September 7, 2012 in Features

Guest to pay for soiled tablecloth

Judith Martin Universal Uclick
 

DEAR MISS MANNERS: I attended a dinner party at which the tablecloth was a unique, delicate and lovely textile that the hostess had picked up on her travels. Before sitting down, she explained that the textile was of special importance to her and was irreplaceable, and asked us not to spill any food or drink on it.

We all said we would be careful. Unfortunately, my glass of wine did get spilled on the textile. It was a complete accident – the glass tipped over when the table was jarred. I apologized profusely and helped with cleanup.

The hostess was very upset. She later emailed me asking me to cover the cost of specialty cleaning for her textile and, if the cleaning was not successful, to reimburse her for the textile itself.

Well, today I got a bill from her for the cleaning service, along with a note reiterating how special this textile is to her, saying she’d asked us not to spill, and explaining that when a guest damages a host’s property, they have a responsibility to pay.

I’m not sure how to respond. I don’t know whether to ignore it, say another version of what I’ve already said (I’m sorry about the spill, but I can’t pay for this), or be more explicit (I’m sorry about the spill, but this was the wrong choice of tablecloth and I don’t think I’m obligated to pay). I have a feeling she won’t let this go, regardless of how I respond.

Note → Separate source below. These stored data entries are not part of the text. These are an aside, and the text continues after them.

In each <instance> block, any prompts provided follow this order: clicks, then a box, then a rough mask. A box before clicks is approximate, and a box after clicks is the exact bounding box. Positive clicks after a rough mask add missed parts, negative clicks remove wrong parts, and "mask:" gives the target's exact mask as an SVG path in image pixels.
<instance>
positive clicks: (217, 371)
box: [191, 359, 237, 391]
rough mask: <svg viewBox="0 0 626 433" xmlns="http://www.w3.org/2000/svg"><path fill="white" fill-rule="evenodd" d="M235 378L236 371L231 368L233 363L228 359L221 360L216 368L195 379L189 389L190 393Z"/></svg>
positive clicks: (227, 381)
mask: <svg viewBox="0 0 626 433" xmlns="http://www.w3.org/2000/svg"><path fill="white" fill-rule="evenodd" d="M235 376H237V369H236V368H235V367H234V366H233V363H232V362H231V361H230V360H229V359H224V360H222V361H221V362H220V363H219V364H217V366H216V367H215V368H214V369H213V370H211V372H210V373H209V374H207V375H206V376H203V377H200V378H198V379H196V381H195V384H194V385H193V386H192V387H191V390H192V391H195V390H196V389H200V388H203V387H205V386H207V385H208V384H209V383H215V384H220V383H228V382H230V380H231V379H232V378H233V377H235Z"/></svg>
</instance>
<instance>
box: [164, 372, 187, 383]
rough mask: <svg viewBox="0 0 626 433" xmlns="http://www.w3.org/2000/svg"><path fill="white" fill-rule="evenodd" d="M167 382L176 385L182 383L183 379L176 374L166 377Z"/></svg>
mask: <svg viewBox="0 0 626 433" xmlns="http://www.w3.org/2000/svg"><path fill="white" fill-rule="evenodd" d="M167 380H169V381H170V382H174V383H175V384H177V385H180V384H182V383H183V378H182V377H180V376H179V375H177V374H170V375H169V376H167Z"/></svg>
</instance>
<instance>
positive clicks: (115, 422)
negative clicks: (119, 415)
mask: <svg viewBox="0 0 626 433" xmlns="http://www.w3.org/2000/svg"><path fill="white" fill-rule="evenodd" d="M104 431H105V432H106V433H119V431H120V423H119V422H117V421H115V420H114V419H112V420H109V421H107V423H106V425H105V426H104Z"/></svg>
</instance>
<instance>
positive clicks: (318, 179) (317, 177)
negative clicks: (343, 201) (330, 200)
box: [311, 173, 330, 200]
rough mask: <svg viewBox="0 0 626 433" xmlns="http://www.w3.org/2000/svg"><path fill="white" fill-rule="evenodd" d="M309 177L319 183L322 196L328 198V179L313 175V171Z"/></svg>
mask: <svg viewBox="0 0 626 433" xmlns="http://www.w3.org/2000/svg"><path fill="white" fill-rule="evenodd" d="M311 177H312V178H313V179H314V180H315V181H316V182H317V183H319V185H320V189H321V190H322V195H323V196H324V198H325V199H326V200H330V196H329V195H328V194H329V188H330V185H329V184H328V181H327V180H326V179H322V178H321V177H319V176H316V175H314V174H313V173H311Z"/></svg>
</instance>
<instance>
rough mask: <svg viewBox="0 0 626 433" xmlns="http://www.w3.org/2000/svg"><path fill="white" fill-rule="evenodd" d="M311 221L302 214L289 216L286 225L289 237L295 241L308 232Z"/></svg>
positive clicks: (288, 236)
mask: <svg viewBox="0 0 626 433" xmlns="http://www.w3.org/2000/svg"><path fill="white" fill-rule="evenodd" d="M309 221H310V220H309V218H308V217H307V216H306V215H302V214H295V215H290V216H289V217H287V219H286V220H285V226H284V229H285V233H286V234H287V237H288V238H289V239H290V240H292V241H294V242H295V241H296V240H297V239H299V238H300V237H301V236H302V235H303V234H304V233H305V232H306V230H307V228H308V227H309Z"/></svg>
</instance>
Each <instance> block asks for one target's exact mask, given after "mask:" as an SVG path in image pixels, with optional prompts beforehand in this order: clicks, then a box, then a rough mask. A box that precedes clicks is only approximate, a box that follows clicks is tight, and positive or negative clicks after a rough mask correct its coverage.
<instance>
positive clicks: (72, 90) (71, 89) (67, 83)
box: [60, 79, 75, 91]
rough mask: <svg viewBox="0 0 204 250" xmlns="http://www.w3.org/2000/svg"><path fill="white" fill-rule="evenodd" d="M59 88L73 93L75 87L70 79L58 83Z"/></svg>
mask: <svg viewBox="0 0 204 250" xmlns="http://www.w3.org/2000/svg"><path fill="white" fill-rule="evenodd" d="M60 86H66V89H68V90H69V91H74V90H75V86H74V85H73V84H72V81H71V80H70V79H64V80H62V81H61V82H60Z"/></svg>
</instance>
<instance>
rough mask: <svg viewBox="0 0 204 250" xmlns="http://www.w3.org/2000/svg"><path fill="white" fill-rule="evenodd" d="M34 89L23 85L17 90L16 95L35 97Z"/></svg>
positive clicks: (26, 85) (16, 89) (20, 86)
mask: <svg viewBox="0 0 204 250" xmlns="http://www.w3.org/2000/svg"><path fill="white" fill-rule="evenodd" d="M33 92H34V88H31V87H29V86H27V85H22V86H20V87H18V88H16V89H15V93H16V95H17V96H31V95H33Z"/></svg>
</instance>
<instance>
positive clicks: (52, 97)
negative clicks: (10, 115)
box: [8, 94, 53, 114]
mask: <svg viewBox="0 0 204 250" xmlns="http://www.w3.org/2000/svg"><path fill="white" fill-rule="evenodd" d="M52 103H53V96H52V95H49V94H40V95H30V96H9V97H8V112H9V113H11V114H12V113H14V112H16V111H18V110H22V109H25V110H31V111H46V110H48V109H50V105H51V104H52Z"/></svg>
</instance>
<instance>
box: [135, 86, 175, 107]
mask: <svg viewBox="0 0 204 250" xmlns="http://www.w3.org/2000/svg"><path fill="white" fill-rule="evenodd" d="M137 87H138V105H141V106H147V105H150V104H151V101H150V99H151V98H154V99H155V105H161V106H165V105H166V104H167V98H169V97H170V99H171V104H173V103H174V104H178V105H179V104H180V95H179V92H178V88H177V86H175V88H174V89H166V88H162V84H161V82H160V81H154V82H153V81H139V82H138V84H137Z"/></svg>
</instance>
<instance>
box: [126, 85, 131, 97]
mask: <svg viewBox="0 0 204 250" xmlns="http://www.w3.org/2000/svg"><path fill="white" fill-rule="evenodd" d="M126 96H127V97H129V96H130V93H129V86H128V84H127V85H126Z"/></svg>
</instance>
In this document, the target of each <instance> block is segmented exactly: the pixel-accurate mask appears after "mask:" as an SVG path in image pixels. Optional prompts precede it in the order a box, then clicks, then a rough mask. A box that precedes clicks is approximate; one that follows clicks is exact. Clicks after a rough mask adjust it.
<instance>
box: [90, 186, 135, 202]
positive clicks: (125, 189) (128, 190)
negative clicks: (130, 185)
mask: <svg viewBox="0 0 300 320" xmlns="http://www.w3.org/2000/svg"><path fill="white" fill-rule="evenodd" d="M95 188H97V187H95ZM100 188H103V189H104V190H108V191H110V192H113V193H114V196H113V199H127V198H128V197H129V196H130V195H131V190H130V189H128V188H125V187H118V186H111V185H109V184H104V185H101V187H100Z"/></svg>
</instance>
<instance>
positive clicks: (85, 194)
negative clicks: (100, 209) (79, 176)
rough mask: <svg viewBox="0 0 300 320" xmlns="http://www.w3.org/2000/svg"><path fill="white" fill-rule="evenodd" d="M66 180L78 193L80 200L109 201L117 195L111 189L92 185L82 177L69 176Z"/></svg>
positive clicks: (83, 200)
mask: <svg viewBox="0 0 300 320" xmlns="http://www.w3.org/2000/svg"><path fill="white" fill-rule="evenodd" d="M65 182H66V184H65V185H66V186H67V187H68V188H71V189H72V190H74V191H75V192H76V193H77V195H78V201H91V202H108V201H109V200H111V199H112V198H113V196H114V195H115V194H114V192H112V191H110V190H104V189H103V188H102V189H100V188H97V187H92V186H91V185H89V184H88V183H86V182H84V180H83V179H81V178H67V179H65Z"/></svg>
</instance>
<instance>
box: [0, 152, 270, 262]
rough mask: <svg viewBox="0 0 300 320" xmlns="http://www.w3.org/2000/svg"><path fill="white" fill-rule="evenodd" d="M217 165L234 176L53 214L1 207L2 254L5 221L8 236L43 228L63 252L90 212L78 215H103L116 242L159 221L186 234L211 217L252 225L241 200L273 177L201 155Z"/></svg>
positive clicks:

Or should I just pay up?

GENTLE READER: With a total lack of sympathy for the hostess, Miss Manners nevertheless advises you to pay up. It’s just too bad that all the guests didn’t respond to that humiliating warning by jumping away from the table and declaring themselves unworthy to dine on anything so valuable.

Although the hostess’s revealing that she valued the cloth over the guests and her demanding payment are both gross travesties of hospitality, it is true that a guest should offer to replace or fix what he has damaged, even though it was an accident. In turn, a host should refuse, knowing that absorbing accidents is part of the cost of entertaining.